Opcode/Instruction | Op/En | 64/32 bit Mode Support | CPUID Feature Flag | Description |
---|---|---|---|---|
EVEX.128.66.0F38.W0 8D /r VPERMB xmm1 {k1}{z}, xmm2, xmm3/m128 | A | V/V | AVX512VL AVX512_VBMI | Permute bytes in xmm3/m128 using byte indexes in xmm2 and store the result in xmm1 using writemask k1. |
EVEX.256.66.0F38.W0 8D /r VPERMB ymm1 {k1}{z}, ymm2, ymm3/m256 | A | V/V | AVX512VL AVX512_VBMI | Permute bytes in ymm3/m256 using byte indexes in ymm2 and store the result in ymm1 using writemask k1. |
EVEX.512.66.0F38.W0 8D /r VPERMB zmm1 {k1}{z}, zmm2, zmm3/m512 | A | V/V | AVX512_VBMI | Permute bytes in zmm3/m512 using byte indexes in zmm2 and store the result in zmm1 using writemask k1. |
Op/En | Tuple Type | Operand 1 | Operand 2 | Operand 3 | Operand 4 |
---|---|---|---|---|---|
A | Full Mem | ModRM:reg (w) | EVEX.vvvv (r) | ModRM:r/m (r) | N/A |
Description
Copies bytes from the second source operand (the third operand) to the destination operand (the first operand) according to the byte indices in the first source operand (the second operand). Note that this instruction permits a byte in the source operand to be copied to more than one location in the destination operand.

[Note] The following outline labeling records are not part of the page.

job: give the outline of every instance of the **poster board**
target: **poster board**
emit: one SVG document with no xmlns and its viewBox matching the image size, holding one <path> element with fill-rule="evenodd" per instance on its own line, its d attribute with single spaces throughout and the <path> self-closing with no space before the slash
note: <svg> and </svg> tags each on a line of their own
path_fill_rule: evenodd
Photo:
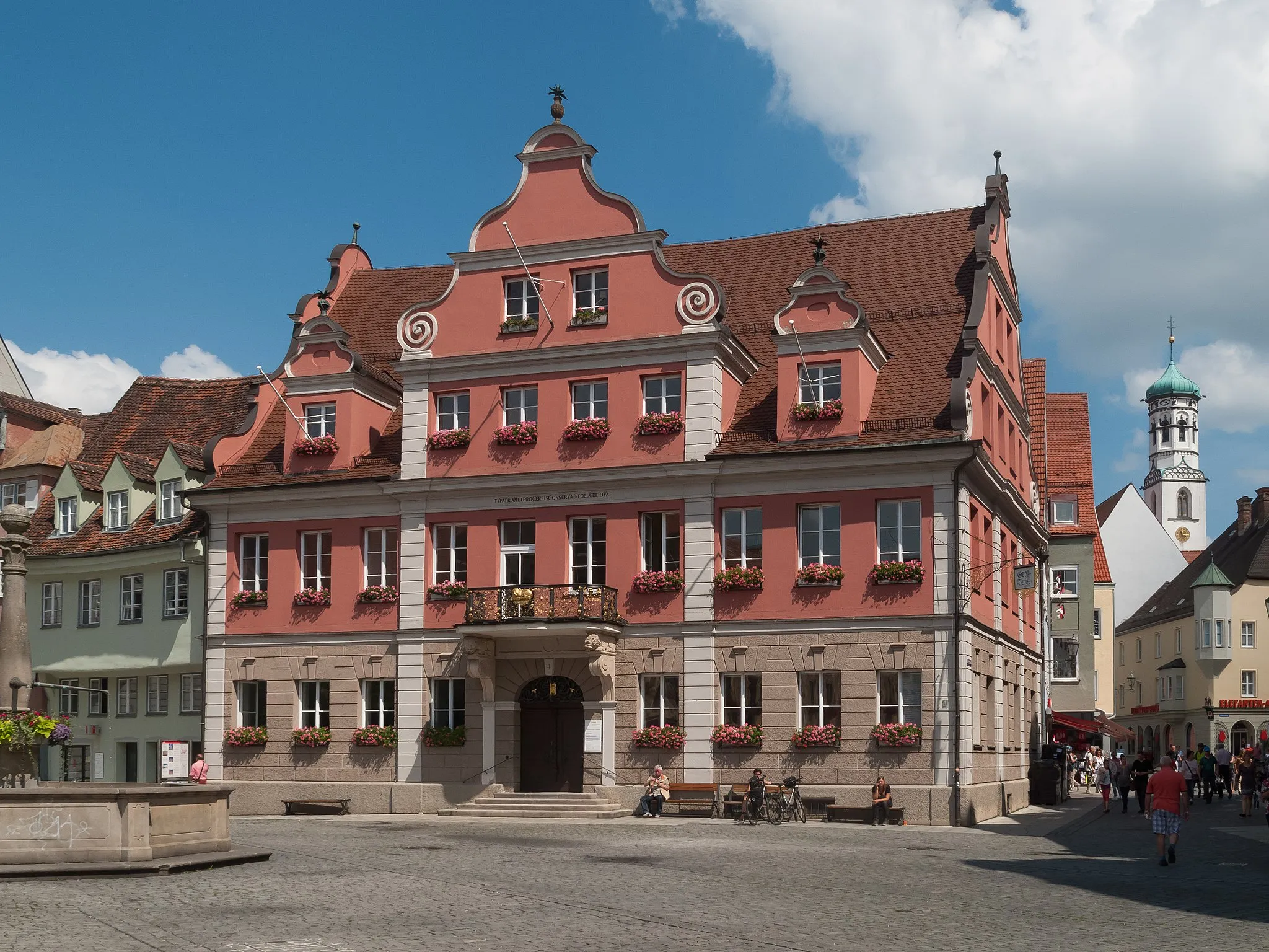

Only the low 6(EVEX.512)/5(EVEX.256)/4(EVEX.128) bits of each byte index is used to select the location of the source byte from the second source operand.
The first source operand is a ZMM/YMM/XMM register. The second source operand can be a ZMM/YMM/XMM reg-ister, a 512/256/128-bit memory location. The destination operand is a ZMM/YMM/XMM register updated at byte granularity by the writemask k1.
Operation
VPERMB (EVEX encoded versions)
(KL, VL) = (16, 128), (32, 256), (64, 512)
IF VL = 128:
n := 3;
ELSE IF VL = 256:
n := 4;
ELSE IF VL = 512:
n := 5;
FI;
FOR j := 0 TO KL-1:
id := SRC1[j*8 + n : j*8] ; // location of the source byte
IF k1[j] OR *no writemask* THEN
DEST[j*8 + 7: j*8] := SRC2[id*8 +7: id*8];
ELSE IF zeroing-masking THEN
DEST[j*8 + 7: j*8] := 0;
*ELSE
DEST[j*8 + 7: j*8] remains unchanged*
FI
ENDFOR
DEST[MAX_VL-1:VL] := 0;
Intel C/C++ Compiler Intrinsic Equivalent
VPERMB __m512i _mm512_permutexvar_epi8( __m512i idx, __m512i a);
VPERMB __m512i _mm512_mask_permutexvar_epi8(__m512i s, __mmask64 k, __m512i idx, __m512i a);
VPERMB __m512i _mm512_maskz_permutexvar_epi8( __mmask64 k, __m512i idx, __m512i a);
VPERMB __m256i _mm256_permutexvar_epi8( __m256i idx, __m256i a);
VPERMB __m256i _mm256_mask_permutexvar_epi8(__m256i s, __mmask32 k, __m256i idx, __m256i a);
VPERMB __m256i _mm256_maskz_permutexvar_epi8( __mmask32 k, __m256i idx, __m256i a);
VPERMB __m128i _mm_permutexvar_epi8( __m128i idx, __m128i a);
VPERMB __m128i _mm_mask_permutexvar_epi8(__m128i s, __mmask16 k, __m128i idx, __m128i a);
VPERMB __m128i _mm_maskz_permutexvar_epi8( __mmask16 k, __m128i idx, __m128i a);
SIMD Floating-Point Exceptions
None.
Other Exceptions
See Exceptions Type E4NF.nb in Table 2-50, “Type E4NF Class Exception Conditions.”